Gonadotropin-Releasing Hormone Agonist Debate

Zeev Blumenfeld*
Department of Reproductive Endocrinology, Israel Institute of Technology, Haifa, Israel


*Corresponding author: Zeev Blumenfeld, Department of Reproductive Endocrinology, Israel Institute of Technology, Haifa, Israel 31096

Published: 10 Jul, 2017
Cite this article as: Blumenfeld Z. Gonadotropin-Releasing Hormone Agonist Debate. Clin Oncol. 2017; 2: 1315.

Keywords

Fertility preservation; pregnancies after gonadotoxic chemotherapy; GnRH-agonist; premature ovarian failure


Gonadotropin-Releasing Hormone Agonist Debate

The recent publications by Demeestereet a land the accompanying editorial in the journal of clinical oncology are intriguing [1,2]. We agree with the authors’ statement: “… pregnancy is the most accurate …for evaluating the efficiency of fertility preservation.” We have shown that GnRH a increased spontaneous conceptions (P <0.006), in addition to preserving Cyclic Ovarian Function (COF) (OR = 6.87) [3], in a large group of young women followed up for up to two decades.

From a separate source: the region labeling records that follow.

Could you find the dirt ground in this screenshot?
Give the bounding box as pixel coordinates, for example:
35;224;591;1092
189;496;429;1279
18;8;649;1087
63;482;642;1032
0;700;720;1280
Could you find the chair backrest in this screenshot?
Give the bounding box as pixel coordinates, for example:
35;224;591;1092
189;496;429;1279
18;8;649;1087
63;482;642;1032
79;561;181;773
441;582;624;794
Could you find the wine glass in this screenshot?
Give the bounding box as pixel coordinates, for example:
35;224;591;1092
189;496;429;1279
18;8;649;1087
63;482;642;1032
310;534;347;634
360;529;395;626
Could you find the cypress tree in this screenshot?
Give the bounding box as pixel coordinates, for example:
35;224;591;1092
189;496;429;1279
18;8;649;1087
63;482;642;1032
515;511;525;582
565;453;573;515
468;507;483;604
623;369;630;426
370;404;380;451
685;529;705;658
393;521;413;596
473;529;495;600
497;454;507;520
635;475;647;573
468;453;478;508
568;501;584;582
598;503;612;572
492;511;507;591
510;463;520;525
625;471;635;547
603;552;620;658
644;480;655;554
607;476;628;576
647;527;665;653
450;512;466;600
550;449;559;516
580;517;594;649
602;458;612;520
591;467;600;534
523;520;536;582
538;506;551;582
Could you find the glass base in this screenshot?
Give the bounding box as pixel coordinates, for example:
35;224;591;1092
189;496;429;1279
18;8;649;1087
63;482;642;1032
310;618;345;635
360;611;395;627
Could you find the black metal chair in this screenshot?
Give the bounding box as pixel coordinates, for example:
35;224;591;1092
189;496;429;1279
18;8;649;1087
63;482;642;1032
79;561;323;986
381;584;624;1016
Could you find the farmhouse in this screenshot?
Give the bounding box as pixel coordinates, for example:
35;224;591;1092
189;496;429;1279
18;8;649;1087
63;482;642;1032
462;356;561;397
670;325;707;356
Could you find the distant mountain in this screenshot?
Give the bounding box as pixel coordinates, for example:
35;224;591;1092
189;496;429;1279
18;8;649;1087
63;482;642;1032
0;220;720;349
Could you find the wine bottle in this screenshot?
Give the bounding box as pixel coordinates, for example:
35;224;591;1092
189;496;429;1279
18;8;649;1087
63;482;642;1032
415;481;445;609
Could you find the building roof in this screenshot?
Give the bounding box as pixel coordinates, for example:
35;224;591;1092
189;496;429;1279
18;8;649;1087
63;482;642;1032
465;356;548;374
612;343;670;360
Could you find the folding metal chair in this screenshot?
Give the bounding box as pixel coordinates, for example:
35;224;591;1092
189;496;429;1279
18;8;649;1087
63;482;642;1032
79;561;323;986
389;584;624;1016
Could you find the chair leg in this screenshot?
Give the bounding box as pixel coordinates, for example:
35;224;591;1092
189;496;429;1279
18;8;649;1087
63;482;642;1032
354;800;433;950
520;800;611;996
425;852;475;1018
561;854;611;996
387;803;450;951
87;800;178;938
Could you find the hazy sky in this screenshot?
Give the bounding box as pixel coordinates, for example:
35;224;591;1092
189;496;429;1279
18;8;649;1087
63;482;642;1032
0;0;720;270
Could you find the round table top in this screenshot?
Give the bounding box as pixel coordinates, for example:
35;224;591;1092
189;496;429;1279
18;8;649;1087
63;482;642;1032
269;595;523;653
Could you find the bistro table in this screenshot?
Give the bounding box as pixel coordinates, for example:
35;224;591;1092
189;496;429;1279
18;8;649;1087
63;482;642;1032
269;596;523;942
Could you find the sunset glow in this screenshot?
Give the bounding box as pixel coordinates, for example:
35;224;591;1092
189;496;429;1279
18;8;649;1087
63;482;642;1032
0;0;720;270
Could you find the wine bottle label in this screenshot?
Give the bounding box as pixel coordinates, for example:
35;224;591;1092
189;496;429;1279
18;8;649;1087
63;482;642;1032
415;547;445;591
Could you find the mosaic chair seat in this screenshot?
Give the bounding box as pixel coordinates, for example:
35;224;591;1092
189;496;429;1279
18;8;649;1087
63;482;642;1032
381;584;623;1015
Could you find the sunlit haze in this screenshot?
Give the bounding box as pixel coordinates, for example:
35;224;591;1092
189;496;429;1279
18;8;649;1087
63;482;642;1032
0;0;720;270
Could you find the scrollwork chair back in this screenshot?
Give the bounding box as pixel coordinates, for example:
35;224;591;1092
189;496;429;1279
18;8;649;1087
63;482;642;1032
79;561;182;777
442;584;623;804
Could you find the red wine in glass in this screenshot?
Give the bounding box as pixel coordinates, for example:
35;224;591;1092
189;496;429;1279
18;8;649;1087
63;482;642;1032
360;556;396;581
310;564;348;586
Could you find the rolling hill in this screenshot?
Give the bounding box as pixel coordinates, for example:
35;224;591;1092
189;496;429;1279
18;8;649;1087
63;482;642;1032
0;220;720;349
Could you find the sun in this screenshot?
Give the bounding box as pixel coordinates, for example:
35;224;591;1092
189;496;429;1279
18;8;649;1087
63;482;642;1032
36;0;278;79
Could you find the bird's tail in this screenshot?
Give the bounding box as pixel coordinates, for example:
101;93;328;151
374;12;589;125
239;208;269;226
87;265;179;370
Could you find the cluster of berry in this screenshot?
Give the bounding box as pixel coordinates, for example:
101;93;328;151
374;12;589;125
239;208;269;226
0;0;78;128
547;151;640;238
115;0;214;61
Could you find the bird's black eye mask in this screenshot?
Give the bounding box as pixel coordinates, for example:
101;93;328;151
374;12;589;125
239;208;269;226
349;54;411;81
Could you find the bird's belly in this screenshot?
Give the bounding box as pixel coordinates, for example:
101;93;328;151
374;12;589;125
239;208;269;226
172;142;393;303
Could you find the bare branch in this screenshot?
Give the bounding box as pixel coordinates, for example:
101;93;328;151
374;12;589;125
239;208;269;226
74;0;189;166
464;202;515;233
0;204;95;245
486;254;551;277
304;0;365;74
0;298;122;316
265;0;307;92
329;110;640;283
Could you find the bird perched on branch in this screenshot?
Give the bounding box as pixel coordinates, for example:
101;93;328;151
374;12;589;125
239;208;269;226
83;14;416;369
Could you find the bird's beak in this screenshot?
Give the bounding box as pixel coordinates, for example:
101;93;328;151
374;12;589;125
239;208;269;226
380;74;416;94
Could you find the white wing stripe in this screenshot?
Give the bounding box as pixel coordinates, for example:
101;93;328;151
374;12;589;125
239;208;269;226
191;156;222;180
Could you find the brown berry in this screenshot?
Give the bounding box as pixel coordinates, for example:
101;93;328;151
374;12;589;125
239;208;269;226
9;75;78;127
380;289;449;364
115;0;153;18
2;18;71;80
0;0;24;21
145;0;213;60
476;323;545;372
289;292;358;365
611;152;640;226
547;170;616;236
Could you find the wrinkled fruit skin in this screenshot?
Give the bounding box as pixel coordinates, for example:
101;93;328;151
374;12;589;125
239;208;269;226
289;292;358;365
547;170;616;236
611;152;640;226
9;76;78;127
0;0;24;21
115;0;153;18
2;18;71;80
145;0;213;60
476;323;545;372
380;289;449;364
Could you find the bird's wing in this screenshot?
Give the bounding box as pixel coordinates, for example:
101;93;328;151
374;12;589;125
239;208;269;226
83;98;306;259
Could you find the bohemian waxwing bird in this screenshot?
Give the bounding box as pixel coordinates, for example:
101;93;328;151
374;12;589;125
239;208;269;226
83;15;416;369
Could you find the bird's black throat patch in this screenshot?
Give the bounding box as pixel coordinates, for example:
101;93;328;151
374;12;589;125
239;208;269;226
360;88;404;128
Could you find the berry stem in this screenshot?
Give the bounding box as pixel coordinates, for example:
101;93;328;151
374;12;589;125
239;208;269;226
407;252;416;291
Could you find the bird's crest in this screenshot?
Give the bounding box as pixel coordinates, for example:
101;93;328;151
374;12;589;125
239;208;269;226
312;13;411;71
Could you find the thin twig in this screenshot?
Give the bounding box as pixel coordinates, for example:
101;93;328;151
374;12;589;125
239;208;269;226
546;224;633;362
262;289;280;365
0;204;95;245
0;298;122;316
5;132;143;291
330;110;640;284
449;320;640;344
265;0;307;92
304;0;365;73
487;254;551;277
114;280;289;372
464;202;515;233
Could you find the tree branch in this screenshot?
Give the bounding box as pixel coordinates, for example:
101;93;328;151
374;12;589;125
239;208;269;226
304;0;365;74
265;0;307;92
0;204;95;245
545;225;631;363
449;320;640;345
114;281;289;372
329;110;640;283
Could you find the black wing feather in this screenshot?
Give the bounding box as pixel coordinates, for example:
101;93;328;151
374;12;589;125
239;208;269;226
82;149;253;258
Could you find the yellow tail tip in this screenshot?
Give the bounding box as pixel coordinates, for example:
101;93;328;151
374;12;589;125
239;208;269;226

Ninety patients (62%) conceived 178 times in the GnRHa group vs. 31 patients experiencing 55 pregnancies (42%) in the controls (P <0.0003), generating 131 and 41 newborns (P <0.01), respectively [3]. Spontaneous pregnancies occurred in 58% of the survivors in the GnRHa group, vs 34.9% of the controls (P = 0.009). Similarly, two recent RCT’s publications, in the NEJM and JAMA [cited in 1] assessed the efficacy of GnRHa reporting promising data on fertility outcomes [1]. Both studies found significant reduction in premature ovarian failure (POF) in the GnRHa arms (OR: 0.28-0.3; P <0.001-0.04) [3].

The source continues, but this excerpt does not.